If the harm has been caused due to the act of a stranger, who is neither the defendant’s several nor the defendant has any control over him, the defendant will not be liable under this rule.

  • Statutory Authority

It has always been noted above that an act done under the authority of a statute is a defence to an action for tort. The defence is also available when the action is under the rule of strict liability. Statutory authority cannot be pleaded as a defence when there is negligence.


As far as the position of India is concerned the emphasis was given to adopting more strict rules after the industrial disaster of Oleum Gas Leak in 1984. The Supreme Court of India developed a new principle of ‘absolute liability’ in the case of MC Mehta v. Union of India which is also known as Oleum Gas leak case.

The principle of absolute liability gives no defence of any exception as mentioned in strict liability in the case of hazardous industrial disaster and held them absolutely liable.  Chief Justice PN Bhagwati, in the said case, observed, “We in India cannot hold our hands back, and I venture to evolve a new principle of liability which English courts have not done. We have to develop our own law and if we find that it is necessary to construct a new principle of liability to deal with an unusual situation which has arisen and which is likely to arise in future on account of hazardous or inherently dangerous industries which are concomitant to an industrial economy, there is no reason why we should hesitate to evolve such principle of liability merely because it has not been so done in England.”
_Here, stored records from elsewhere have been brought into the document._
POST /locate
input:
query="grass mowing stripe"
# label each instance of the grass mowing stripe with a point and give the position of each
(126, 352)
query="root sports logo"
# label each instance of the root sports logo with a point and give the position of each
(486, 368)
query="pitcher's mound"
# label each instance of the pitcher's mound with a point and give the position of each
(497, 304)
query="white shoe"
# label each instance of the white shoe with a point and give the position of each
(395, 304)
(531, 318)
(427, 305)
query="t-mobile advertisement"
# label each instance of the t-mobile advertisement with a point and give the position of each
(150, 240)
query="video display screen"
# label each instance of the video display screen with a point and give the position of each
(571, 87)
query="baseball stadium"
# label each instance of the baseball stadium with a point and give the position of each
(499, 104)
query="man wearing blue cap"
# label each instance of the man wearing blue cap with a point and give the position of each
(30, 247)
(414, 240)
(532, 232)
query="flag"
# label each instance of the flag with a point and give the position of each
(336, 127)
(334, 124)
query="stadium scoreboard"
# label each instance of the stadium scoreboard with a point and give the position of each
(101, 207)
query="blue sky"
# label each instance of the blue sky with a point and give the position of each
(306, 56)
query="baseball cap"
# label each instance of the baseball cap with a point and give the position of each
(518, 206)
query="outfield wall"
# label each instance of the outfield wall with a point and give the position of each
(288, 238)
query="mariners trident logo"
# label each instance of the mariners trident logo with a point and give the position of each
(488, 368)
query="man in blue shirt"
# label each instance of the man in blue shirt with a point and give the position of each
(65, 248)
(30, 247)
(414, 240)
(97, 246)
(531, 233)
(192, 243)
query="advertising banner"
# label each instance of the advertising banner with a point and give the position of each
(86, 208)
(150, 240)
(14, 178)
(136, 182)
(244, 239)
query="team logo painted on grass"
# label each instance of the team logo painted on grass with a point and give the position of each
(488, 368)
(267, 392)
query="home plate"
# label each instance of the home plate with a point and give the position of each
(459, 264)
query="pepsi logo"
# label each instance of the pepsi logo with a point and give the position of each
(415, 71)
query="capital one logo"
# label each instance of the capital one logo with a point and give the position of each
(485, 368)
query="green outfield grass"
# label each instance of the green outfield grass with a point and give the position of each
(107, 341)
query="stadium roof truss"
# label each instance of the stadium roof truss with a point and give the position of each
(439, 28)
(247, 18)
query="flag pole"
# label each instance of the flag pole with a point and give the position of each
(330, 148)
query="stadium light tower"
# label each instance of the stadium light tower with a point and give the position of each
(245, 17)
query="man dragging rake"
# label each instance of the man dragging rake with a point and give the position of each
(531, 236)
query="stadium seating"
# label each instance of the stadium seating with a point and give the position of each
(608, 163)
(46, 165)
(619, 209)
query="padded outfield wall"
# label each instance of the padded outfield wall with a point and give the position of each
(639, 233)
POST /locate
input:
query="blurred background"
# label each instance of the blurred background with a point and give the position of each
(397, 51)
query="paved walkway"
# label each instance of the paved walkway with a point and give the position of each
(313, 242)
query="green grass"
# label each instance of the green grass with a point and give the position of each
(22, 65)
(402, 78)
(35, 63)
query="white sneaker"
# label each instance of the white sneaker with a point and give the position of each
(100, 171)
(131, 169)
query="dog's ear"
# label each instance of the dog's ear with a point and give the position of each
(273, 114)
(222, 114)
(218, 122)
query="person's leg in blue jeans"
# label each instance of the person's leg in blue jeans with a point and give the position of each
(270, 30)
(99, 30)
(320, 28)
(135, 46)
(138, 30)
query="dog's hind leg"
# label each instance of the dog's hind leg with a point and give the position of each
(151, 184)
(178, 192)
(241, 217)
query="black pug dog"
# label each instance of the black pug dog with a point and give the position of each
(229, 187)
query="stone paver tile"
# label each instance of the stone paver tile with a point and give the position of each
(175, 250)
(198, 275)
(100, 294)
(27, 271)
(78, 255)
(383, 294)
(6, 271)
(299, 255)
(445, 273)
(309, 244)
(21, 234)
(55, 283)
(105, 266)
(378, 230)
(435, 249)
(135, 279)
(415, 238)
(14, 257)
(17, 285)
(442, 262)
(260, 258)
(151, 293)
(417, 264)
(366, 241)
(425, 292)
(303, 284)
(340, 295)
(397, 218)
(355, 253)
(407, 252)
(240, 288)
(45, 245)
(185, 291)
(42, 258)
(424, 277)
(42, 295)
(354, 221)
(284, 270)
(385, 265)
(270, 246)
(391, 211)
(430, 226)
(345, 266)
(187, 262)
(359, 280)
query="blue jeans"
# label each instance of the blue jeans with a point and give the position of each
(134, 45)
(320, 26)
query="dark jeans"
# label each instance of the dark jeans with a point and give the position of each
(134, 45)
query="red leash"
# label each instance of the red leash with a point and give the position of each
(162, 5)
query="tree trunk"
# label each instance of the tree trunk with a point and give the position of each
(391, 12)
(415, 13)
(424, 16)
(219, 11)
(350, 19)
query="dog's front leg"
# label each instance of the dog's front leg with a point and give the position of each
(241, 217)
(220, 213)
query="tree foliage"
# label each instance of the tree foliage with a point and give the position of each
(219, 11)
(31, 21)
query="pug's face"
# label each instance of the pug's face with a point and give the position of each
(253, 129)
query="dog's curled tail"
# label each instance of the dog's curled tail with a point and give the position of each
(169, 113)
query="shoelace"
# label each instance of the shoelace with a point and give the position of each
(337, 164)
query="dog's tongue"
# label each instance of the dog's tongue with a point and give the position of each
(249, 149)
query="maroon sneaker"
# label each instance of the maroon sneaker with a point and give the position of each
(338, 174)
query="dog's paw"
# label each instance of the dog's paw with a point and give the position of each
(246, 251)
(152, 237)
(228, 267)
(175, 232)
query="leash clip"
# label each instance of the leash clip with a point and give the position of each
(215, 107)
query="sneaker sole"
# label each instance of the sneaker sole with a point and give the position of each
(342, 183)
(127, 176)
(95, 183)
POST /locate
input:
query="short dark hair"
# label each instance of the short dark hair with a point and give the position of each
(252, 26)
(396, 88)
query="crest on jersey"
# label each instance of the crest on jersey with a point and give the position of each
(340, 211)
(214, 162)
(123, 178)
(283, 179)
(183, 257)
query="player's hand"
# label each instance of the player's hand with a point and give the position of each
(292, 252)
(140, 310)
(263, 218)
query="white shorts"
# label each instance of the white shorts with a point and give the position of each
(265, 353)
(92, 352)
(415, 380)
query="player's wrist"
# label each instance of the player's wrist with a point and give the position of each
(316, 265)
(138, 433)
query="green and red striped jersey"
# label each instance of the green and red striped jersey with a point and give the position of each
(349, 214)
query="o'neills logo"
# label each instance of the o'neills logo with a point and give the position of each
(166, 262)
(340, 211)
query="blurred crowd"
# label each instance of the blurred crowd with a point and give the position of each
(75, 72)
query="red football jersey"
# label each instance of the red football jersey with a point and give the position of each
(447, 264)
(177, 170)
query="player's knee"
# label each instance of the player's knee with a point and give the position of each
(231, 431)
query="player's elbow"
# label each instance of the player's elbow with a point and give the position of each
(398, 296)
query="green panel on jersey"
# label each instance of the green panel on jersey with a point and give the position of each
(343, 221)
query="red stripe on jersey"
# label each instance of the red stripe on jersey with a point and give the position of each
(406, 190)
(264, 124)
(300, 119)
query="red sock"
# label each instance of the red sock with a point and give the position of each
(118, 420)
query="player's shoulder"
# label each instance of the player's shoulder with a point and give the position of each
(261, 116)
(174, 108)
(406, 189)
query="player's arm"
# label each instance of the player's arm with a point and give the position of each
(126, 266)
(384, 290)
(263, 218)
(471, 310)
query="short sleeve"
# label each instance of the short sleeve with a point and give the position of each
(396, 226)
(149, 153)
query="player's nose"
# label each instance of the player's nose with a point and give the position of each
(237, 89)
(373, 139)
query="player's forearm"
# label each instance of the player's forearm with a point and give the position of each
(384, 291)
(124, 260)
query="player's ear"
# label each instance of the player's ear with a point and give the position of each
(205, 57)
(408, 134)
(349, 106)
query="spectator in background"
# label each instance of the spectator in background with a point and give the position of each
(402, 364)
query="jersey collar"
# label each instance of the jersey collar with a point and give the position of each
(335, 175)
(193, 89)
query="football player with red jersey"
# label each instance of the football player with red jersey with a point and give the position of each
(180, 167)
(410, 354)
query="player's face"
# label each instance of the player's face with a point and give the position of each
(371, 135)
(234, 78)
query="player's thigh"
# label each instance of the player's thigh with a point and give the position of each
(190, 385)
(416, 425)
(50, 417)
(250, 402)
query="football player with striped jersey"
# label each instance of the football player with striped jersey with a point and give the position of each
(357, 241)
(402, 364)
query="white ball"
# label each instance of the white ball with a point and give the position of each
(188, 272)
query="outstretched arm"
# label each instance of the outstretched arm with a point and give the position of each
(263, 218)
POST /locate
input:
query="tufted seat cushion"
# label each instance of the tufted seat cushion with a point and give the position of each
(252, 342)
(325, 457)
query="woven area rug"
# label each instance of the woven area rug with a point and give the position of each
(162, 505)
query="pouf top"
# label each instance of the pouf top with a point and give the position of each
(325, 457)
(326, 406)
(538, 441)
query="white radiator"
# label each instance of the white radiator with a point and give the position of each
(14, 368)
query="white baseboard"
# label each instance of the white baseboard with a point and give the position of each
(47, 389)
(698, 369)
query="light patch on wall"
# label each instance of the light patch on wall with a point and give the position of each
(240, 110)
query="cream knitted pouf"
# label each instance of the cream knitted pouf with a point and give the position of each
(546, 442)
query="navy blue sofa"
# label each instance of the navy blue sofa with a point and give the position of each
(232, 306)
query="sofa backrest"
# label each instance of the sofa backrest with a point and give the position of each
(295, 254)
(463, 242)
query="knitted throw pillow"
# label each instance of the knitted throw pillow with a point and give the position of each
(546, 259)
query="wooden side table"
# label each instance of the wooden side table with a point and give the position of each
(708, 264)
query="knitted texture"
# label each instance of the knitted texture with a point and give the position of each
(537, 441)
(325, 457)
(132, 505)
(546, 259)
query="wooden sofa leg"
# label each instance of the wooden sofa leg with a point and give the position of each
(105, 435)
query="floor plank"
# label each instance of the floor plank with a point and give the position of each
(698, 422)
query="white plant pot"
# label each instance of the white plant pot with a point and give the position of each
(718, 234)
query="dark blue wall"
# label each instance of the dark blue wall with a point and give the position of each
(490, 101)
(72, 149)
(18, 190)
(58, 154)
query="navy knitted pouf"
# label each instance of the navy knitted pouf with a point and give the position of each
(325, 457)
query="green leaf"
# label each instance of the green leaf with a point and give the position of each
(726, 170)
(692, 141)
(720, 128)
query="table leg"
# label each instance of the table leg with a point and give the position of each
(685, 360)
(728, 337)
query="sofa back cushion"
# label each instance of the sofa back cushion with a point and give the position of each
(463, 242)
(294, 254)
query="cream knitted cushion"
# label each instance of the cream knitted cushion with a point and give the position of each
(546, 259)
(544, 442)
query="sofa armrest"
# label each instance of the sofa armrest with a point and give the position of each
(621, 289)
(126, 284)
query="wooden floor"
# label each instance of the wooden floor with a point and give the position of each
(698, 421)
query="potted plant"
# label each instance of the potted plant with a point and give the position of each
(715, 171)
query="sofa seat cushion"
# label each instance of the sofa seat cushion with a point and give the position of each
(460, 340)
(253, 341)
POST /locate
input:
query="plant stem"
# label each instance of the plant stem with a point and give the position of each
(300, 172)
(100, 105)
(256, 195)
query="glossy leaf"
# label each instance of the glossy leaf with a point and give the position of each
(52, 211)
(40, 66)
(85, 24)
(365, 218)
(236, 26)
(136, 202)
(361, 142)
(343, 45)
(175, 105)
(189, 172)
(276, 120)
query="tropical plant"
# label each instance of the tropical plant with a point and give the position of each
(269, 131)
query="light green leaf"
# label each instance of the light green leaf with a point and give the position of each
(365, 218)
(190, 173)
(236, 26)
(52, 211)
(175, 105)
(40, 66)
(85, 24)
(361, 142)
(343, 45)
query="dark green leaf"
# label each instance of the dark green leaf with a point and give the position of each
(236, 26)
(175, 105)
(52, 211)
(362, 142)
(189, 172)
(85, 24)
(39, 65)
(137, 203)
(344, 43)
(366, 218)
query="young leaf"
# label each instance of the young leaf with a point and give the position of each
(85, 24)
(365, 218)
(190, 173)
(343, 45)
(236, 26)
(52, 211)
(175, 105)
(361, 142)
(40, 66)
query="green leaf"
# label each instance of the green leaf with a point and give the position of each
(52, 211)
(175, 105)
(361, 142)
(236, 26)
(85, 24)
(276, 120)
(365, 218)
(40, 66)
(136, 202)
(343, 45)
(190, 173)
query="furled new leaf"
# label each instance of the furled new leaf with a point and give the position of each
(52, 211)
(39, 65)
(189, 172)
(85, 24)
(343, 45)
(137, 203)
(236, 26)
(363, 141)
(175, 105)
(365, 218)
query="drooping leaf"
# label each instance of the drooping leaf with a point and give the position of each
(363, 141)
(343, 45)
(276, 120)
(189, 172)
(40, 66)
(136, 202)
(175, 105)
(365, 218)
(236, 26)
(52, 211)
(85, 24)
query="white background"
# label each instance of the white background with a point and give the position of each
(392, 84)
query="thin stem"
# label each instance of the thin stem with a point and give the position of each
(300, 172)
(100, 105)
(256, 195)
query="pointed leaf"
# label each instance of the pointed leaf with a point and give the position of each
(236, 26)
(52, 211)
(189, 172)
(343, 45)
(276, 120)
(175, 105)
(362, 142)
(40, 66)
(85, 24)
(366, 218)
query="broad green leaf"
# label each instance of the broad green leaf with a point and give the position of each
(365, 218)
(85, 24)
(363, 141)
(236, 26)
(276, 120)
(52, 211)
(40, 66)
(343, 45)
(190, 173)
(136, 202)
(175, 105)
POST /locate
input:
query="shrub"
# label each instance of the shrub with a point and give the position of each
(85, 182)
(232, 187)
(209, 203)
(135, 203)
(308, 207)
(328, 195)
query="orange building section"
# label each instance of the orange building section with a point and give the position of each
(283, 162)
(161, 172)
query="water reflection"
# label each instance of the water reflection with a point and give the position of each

The principle of absolute liability states that if an enterprise deal with hazardous or dangerous activities and it causes huge destruction and harm to anyone in the event of an accident in the handling of hazardous activity then the enterprise is liable to be absolutely and strictly liable. Such industry or enterprise is liable to compensate each and every person injured in such disaster and this liability is not subject to any of the exceptions of strict liability.

The rule of absolute liability given preference over strict liability rule in the case of Bhopal Gas Tragedy and the principle set forth by the Supreme Court in the M.C. Mehta case was followed. Post-Bhopal Gas Tragedy, a Public Liability Insurance Act, 1991 was enacted to provide relief to injured persons as it “Imposes a no-fault liability on the owner of hazardous substance and requires the owner to compensate victims of accident irrespective of any neglect or default. For this, the owner is required to take out an insurance policy covering potential liability from any accident.”


In the present case of Styrene gas leak, it is being stated that the hazardous chemical used for the manufacturing of expandable plastics.  It is to be stored at a temperature below 17degree Celsius and due to nationwide lockdown the plant was shut but the maintenance activities were going on as the pre-determined schedule. The issue commenced when this hazardous chemical did not store at an appropriate temperature which builds up pressure in the storage chamber caused the valve to break consequently, the gas leaked. However, in order to find out the real cause, a high-level committee has been set up. The National Green Tribunal soon after the incident took cognizance but a question arises as to why the rule of Strict Liability is imposed instead of Absolute Liability?

References –

  1. Law of Torts by Dr. R.k. Bangia.
  2. The Manufacturing, Storage, and Import of Hazardous Chemical Rules, 1989.
  3. “Vizag gas leak: How events unfolded & why it happened” on India Today.
  4. Explained: Strict liability rule that NGT wants to apply in the Vizag gas leak case by The Indian Express.
  5. Rylands v. Fletcher (1868) L.R.3 H.L.330.
  6. M.C. Mehta v. Union of India, A.I.R 1987 S.C. 1086.
  7. Union Carbide Corporation v. Union of India, A.I.R. 1992 S.C. 248.